A moisture content of 10% or less is acceptable. A more detailed explanation will be given below using examples. Example 1 When 200g of purified shea butter containing 4.1% of unsaponifiable matter is melted and mixed with 800g of butanol and heated to 50°C, the triglyceride is completely dissolved in the butanol and the solution becomes completely transparent with gum substances in the solution. It precipitates and settles. Separately, 8.1 gr of gum material was removed. Then every minute while stirring the liquid part.
It was cooled to 35°C at a rate of 0.5°C and held for 30 minutes. This is then filtered to form high melting point triglyceride crystals.
I got 0.68gr. Further, this liquid portion was similarly cooled to -5°C, maintained as such for 30 minutes, and then filtered to obtain 150 gr of medium melting point triglyceride crystals. The obtained crystals were homogeneous crystals with a size of 20 to 40 mesh and had good transient properties. Next, Table 1 shows a comparison with fractionated oils obtained from the same raw material oil using acetone, firstly fractionated at 29°C, secondly fractionated at -5°C, and otherwise under the same conditions as in the Examples.
【表】
第1表により中融点部の収率が著しく向上し、
しかも沃素価、融点が改良されている。
実施例 2
精製シア脂110grと精製パーム油90grの混合油
をフタノール640grとエタノール160grの混合溶剤
に混合し55℃に加温するとトリグリセライドは完
全に溶解し完全透明となつた。
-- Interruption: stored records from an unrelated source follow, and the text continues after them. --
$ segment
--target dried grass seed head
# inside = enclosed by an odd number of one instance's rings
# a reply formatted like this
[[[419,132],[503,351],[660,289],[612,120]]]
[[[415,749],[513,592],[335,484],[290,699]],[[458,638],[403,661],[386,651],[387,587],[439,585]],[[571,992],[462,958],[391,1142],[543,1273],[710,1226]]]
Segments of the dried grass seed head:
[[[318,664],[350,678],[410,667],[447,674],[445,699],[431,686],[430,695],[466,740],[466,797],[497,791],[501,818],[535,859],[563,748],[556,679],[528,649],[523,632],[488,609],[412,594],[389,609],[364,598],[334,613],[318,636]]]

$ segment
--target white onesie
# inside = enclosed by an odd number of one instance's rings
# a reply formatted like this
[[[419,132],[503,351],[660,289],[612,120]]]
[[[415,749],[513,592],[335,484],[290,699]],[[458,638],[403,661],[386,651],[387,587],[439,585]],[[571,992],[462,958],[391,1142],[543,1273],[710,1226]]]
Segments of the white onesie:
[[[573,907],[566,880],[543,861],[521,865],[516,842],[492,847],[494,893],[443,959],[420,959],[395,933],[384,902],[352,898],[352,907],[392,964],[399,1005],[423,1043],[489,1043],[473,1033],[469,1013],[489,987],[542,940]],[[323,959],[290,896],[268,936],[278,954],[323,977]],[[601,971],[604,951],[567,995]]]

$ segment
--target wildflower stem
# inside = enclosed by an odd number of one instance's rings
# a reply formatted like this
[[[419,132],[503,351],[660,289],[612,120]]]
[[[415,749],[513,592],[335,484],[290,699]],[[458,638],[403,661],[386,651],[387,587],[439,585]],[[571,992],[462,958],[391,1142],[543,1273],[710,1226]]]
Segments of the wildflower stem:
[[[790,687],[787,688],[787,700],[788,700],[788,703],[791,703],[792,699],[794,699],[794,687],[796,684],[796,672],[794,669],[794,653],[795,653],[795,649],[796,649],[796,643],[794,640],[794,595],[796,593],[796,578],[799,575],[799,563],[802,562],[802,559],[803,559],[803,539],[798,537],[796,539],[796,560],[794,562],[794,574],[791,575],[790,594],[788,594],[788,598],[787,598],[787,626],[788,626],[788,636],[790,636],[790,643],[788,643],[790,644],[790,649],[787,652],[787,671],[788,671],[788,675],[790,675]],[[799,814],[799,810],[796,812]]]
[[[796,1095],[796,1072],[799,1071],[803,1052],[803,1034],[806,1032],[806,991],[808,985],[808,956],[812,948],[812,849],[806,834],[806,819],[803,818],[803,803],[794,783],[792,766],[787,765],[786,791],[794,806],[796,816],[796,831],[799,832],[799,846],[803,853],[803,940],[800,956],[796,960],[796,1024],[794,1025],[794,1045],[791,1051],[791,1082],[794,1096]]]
ガム物質は溶液中
に析出沈降するのでこれを別し4grの殆んど油
分を含まないガム物質を分取した。次に、液部
を撹拌しながら毎分0.5℃の割合で25℃まで冷却
してそのまゝ30分保持して後、高融点結晶部7gr
を過除去した。更にこの液部を同様に撹拌冷
却して5℃としそのまゝ30分間保持して、均質微
細な中融点結晶部を析出させ別して125grのカ
カオバター代用脂を得た。
次に比較のため、同じ原料油脂をアセトンを用
いて一次分別24℃、二次分別−5℃、及び一次分
別20℃、二次分別−5℃で得たカカオバター代用
脂A及びBの収率、特性値を第2表に示す。第2
表よりアセトン分別では収率を犠牲にしても特性
値が大きく変化せず本発明の方法に比べて劣つて
いることがわかる。また、第1図冷却曲線、第2
図固体脂指数を見ても本発明によるカカオ代用脂
の品質が優れていることが明らかである。[Table] According to Table 1, the yield of the intermediate melting point portion was significantly improved,
Furthermore, the iodine value and melting point have been improved. Example 2 When a mixed oil of 110 gr of refined shea butter and 90 gr of refined palm oil was mixed with a mixed solvent of 640 gr of phthanol and 160 gr of ethanol and heated to 55°C, the triglycerides were completely dissolved and the mixture became completely transparent. Since the gum material precipitated in the solution, it was separated and 4 gr of gum material containing almost no oil was collected. Next, the liquid part was cooled down to 25°C at a rate of 0.5°C per minute while stirring, and kept as such for 30 minutes.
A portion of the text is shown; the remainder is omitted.